Published February 16, 2022
Christopher S. Cohan, PhD, SUNY Distinguished Teaching Professor of pathology and anatomical sciences, has been named a SUNY Online Teaching Ambassador for 2022.
The award recognizes enthusiastic and effective online teaching faculty from SUNY institutions who are positive and strong advocates for online teaching in the SUNY community.
The UB Educational Design Collaborative (EDC) nominated Cohan for the honor.
“Ambassadors are recognized and showcased as exemplary online educators,” says Cheryl Ann Oyer, EDC co-chair and coordinator of online learning at UB’s School of Nursing.
“Dr.
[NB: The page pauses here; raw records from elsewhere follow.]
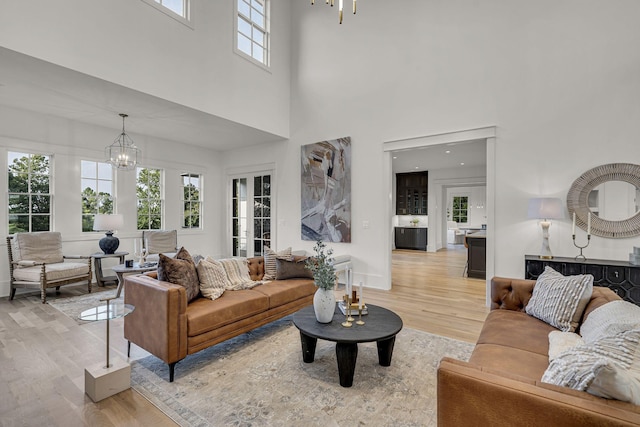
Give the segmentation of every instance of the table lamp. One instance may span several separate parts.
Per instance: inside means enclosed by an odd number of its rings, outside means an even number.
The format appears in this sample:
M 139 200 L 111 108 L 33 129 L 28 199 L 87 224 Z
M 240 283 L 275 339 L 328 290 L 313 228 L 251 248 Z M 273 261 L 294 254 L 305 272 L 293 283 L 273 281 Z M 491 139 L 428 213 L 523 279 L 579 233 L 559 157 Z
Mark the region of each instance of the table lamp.
M 564 205 L 562 200 L 554 197 L 534 197 L 529 199 L 529 218 L 539 219 L 542 226 L 542 249 L 541 259 L 552 259 L 551 248 L 549 248 L 549 226 L 551 219 L 564 218 Z
M 113 232 L 122 228 L 124 218 L 121 214 L 114 215 L 96 215 L 93 220 L 94 231 L 104 231 L 105 237 L 100 239 L 98 245 L 105 254 L 112 254 L 120 246 L 120 240 L 113 236 Z

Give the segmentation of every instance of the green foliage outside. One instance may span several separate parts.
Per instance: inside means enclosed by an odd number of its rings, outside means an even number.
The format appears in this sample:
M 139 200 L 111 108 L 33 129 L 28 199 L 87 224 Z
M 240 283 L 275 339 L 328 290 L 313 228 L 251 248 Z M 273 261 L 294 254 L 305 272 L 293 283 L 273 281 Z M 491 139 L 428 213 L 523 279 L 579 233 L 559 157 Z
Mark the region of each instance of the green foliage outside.
M 453 221 L 457 223 L 467 222 L 467 209 L 469 208 L 469 197 L 453 197 Z
M 162 189 L 160 169 L 138 169 L 136 183 L 138 230 L 162 228 Z
M 305 266 L 313 273 L 313 283 L 322 289 L 333 289 L 336 284 L 336 269 L 333 267 L 333 249 L 325 251 L 327 245 L 321 240 L 316 242 L 313 250 L 316 256 L 307 259 Z
M 9 234 L 49 231 L 49 157 L 24 154 L 15 158 L 8 167 L 8 181 Z

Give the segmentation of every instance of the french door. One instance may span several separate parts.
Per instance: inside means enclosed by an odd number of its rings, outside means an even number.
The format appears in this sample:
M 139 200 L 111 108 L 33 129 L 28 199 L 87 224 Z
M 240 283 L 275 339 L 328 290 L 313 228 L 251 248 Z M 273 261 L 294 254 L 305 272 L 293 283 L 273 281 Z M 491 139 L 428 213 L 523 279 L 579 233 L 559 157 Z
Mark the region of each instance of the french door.
M 231 247 L 233 256 L 264 255 L 271 246 L 271 174 L 231 179 Z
Cohan’s use of web resources to further engage his medical students and undergraduate students is to be commended,” says Allison Brashear, MD, UB’s vice president for health sciences and dean of the Jacobs School of Medicine and Biomedical Sciences.
“His interactive web-based tutorials serve as just one example of how we at the Jacobs School continue to seek out innovative tools to enhance the educational experience for our students,” she adds.
SUNY Online Teaching Ambassadors will receive a certificate of recognition and digital badge during the 2022 SUNY Online Summit in honor of this distinction.
“They are also featured on the SUNY Online Teaching Community of Practice website and have opportunities to share their thoughts and engage with the community in various ways in the coming year,” Oyer says.
The SUNY Online Teaching Ambassador designation is particularly important now, proponents say, as colleges and universities across the nation continue to adapt to hybrid, in-person/online models of education or completely online learning in order to reduce density on campus and protect their students, instructors and staff during the COVID-19 pandemic.
“I am deeply honored by this nomination. I am grateful that my work has been helpful to my students,” says Cohan, who began using the web as a teaching source in 1998. “Through this designation, I now look forward to working with and helping others to make learning more effective, engaging and fun for other students.”
The primary course Cohan developed web-based resources for is Neuroscience and Behavior (IMC 606/610) and more recently, these resources have been used for a new undergraduate course, Neuroanatomy (PAS 311).
“I should qualify what I mean by online teaching, in my case. These courses are not taught in remote or online format where students do not attend in-person classes,” Cohan says. “Rather, I have developed extensive web-based resources that my students access as a self-directed learning component to my courses.”
Cohan’s website contains digitized course media as well as interactive teaching tutorials to help students understand difficult concepts.
“With the volume of information available on the web, it is important that students understand how to search appropriately for information,” Cohan says. “Teachers need to guide students in developing methods to search efficiently and reliably.”
Visual, auditory and video media should be used as much as possible to make learning more effective, he adds.
“This provides different ways that students can understand topics and it improves long term retention of information,” Cohan says. “Online teaching should be more than providing links to web pages or accumulating documents that students can download to read.”
“One aspect that I have focused on in my online teaching is the creation of interactive web content. Through my own self-directed learning and with the occasional help of my students, I have created numerous, interactive web-based tutorials that can engage students in the learning process.”
Cohan, who has either won or received an honorable mention in the Jacobs School’s Louis A. and Ruth Siegel Awards for Excellence in Teaching eight times, says the ability to interact with web content engages students in the learning process and it provides a way for teachers to focus attention on topics they feel are most important.
“It has allowed me to bring together information that is scattered over many websites, organize it in one place, and provide novel ways for students to learn.”